VAN HET BEKENNENDE NAAR HET BETRAPPENDE ZELFBEELD EN DE KARIKATUUR
De geluidsopname maakt ook hier het
door derden gemaakte beeld van het verborgen zelf mogelijk
(Watergate). Al vanouds was het herhalen van het verborgen,
maar afgeluisterde spreken mogelijk, maar het maken van een
opname sluit verdraaiing van de woorden uit - al is manipulatie
uiteraard altijd mogelijk.
Evenzeer vanouds is er het ontwaardende nabootsen van andermans spreken,
zeer geliefd bij kinderen, die dan meestal beginnen te 'zingen' en
snuiten te trekken. Het genre was ook geliefd bij de madrigalisten:
denk aan het nabootsen van Joden (nasale stemmen) in Adriano
Banchieri's 'latrai nai' uit diens 'Barca di Venezia per Padova' of
aan Orazio Vecchi's "tich tach toch" uit diens Amfiparnasso.
SAMENVATTING
Van het auditieve zelf bestaat er een openbare versie die hoorbaar is door zowel derden als onszelf,
en een verborgen versie - de innerlijke stem - die alleen 'hoorbaar' is voor onszelf.
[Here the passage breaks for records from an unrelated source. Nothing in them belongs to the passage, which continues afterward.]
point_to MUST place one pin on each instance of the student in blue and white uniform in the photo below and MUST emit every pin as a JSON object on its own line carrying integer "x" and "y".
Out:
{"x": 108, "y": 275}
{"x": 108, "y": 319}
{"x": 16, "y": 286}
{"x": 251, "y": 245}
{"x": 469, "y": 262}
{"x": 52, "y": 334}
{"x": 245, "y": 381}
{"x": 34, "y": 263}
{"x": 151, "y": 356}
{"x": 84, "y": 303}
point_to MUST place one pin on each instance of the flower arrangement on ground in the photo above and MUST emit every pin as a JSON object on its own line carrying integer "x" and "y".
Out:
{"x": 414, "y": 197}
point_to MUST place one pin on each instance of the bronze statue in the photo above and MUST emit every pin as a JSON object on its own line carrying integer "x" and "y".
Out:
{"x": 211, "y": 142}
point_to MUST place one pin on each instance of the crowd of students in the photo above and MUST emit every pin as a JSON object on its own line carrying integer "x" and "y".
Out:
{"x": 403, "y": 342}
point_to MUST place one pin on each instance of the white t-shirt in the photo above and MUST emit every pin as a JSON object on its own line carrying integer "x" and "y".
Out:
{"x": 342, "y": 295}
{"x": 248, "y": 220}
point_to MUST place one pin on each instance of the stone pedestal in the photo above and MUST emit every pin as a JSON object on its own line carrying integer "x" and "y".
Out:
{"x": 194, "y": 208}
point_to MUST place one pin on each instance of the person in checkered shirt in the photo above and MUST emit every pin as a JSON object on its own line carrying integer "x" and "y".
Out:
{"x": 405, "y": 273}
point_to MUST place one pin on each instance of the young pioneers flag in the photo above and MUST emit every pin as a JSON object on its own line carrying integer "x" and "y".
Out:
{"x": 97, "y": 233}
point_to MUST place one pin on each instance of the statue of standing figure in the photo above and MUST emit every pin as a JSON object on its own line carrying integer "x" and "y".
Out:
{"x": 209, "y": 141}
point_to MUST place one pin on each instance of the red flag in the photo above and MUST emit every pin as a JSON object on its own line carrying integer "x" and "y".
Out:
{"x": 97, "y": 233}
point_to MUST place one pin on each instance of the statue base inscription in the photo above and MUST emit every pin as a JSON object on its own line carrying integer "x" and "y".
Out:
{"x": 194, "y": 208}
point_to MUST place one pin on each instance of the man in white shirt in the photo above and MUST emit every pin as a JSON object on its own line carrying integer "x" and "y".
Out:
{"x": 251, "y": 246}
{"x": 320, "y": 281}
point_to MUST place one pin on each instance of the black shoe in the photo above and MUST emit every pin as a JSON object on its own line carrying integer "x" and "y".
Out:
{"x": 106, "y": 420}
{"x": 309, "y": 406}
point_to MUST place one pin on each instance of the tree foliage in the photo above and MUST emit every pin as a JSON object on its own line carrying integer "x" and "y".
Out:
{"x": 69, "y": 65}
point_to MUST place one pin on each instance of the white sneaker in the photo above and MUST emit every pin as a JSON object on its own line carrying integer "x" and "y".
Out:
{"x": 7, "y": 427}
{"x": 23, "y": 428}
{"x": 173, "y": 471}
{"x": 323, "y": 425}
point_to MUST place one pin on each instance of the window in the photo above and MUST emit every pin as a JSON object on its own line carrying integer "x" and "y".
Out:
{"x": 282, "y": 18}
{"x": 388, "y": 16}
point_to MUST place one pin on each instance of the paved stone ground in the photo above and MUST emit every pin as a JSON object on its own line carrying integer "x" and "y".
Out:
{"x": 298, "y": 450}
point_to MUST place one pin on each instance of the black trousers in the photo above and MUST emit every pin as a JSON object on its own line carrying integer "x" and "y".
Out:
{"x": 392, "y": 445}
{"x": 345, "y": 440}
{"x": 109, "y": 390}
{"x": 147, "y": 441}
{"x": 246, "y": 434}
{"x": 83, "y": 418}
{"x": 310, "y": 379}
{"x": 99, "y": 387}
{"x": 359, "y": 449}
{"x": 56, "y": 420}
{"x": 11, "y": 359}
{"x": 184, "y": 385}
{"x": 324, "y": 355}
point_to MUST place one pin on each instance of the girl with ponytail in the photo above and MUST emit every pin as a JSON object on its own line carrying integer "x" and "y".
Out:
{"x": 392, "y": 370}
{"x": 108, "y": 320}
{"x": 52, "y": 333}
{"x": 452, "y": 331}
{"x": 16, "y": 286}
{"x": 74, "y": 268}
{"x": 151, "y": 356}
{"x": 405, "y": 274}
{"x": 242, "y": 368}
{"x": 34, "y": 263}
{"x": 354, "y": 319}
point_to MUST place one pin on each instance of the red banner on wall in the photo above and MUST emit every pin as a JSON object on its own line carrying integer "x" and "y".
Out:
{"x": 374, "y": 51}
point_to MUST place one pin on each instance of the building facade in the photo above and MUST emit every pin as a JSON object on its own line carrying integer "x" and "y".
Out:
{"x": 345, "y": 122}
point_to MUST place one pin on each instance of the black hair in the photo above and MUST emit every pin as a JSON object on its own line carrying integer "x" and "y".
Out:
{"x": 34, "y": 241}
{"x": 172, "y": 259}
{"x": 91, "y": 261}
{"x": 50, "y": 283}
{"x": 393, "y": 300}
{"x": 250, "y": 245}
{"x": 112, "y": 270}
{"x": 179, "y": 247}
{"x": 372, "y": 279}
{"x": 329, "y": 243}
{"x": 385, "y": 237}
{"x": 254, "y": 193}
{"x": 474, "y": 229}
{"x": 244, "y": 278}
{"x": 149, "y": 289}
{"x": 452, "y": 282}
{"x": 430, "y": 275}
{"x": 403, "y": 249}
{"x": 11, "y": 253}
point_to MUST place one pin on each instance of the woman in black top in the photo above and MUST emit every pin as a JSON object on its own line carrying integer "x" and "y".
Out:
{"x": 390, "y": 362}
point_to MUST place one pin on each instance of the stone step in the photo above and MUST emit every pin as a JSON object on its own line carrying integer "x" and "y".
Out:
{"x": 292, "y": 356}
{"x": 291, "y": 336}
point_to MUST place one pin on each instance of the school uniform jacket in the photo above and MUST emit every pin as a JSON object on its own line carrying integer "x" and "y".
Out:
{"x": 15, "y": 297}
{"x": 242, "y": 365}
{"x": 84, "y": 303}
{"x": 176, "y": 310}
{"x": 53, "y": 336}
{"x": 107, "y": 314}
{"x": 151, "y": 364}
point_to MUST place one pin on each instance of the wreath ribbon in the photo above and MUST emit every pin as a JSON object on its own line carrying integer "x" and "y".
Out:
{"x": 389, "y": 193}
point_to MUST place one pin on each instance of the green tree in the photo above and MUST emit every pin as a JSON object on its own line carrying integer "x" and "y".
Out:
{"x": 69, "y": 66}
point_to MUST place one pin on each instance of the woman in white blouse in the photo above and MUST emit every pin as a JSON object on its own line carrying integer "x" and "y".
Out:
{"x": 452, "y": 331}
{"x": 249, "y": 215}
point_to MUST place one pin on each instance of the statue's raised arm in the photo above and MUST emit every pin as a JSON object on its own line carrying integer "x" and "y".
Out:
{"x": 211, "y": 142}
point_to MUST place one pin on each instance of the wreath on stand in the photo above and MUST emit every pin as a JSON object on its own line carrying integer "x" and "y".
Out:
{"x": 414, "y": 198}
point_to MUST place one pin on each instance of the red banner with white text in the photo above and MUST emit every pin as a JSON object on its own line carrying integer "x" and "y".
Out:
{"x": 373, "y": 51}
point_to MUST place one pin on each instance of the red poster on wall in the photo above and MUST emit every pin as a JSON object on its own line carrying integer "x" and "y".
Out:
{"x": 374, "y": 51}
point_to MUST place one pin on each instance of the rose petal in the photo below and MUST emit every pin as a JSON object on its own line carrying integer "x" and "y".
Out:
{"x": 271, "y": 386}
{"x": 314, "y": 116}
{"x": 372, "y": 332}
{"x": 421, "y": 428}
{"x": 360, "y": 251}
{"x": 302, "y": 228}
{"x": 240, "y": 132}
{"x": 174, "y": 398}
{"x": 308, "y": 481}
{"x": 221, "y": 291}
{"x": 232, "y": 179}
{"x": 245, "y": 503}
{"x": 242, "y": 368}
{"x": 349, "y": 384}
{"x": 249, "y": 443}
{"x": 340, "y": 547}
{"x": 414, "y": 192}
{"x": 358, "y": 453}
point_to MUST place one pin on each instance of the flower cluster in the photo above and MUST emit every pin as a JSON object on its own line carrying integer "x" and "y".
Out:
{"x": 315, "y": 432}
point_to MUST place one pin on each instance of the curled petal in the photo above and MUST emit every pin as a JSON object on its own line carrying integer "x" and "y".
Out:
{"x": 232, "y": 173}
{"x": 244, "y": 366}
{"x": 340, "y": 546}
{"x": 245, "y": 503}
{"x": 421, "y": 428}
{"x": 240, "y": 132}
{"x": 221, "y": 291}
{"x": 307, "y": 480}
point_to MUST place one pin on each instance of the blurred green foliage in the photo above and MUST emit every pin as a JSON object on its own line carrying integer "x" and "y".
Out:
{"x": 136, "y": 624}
Als 'innerlijke' ziel is de innerlijke stem de tegenpool van het visuele zelf, ons 'uiterlijke'
lichaam dat voor onszelf grotendeels onzichtbaar is. Dit auditieve zelf wordt tot beeld
door opname of door voorlezen. Het maken van een beeld bestaat hier uit twee fasen: de opname
of het neerschrijven van de woorden, en het afspelen of voordragen. Die kunnen elk al dan
niet door het zelf in het beeld worden uitgevoerd, zodat we hier naast het door derden
en het door het zelf in beeld gemaakte zelfbeeld ook nog het door vierden of door het
zelf in het beeld voorgedragen zelfbeeld moeten onderscheiden. Al doet dat weinig ter zake,
want, anders dan bij het visuele beeld, kunnen we bij het auditieve zelfbeeld niet nagaan
of de stem in het beeld gelijkt op de innerlijke stem. Daarom is het
auditieve beeld bij uitstek het door derden gemaakte en door vierden uitgevoerde beeld
is van een imaginair zelf. Pas het lyrische dagboek voor eigen gebruik is een door het
zelf in het beeld gemaakt én voorgedragen zelfbeeld, met het bijkomende voordeel dat we
met onze eigen stem de woorden uitspreken die we vroeger spraken.
Pas zo'n oepnbaar gemaakt dagboek is de tegenhanger van het visuele onthullende zelfportret
(al wordt het in de regel door de lezer voorgedragen).
Dat alles geldt ook voor de muzikale auditieve zelfbeelden (liederen, aria's).
Weergave van de gewone geluiden van het zelf zijn eerder zeldzaam want zelden interessant.
Sedert de geluidsopname is ook het betrappende auditieve zelfbeeld mogelijk, en vanouds is ook het ontwaardende auditieve zelfbeeld geliefd.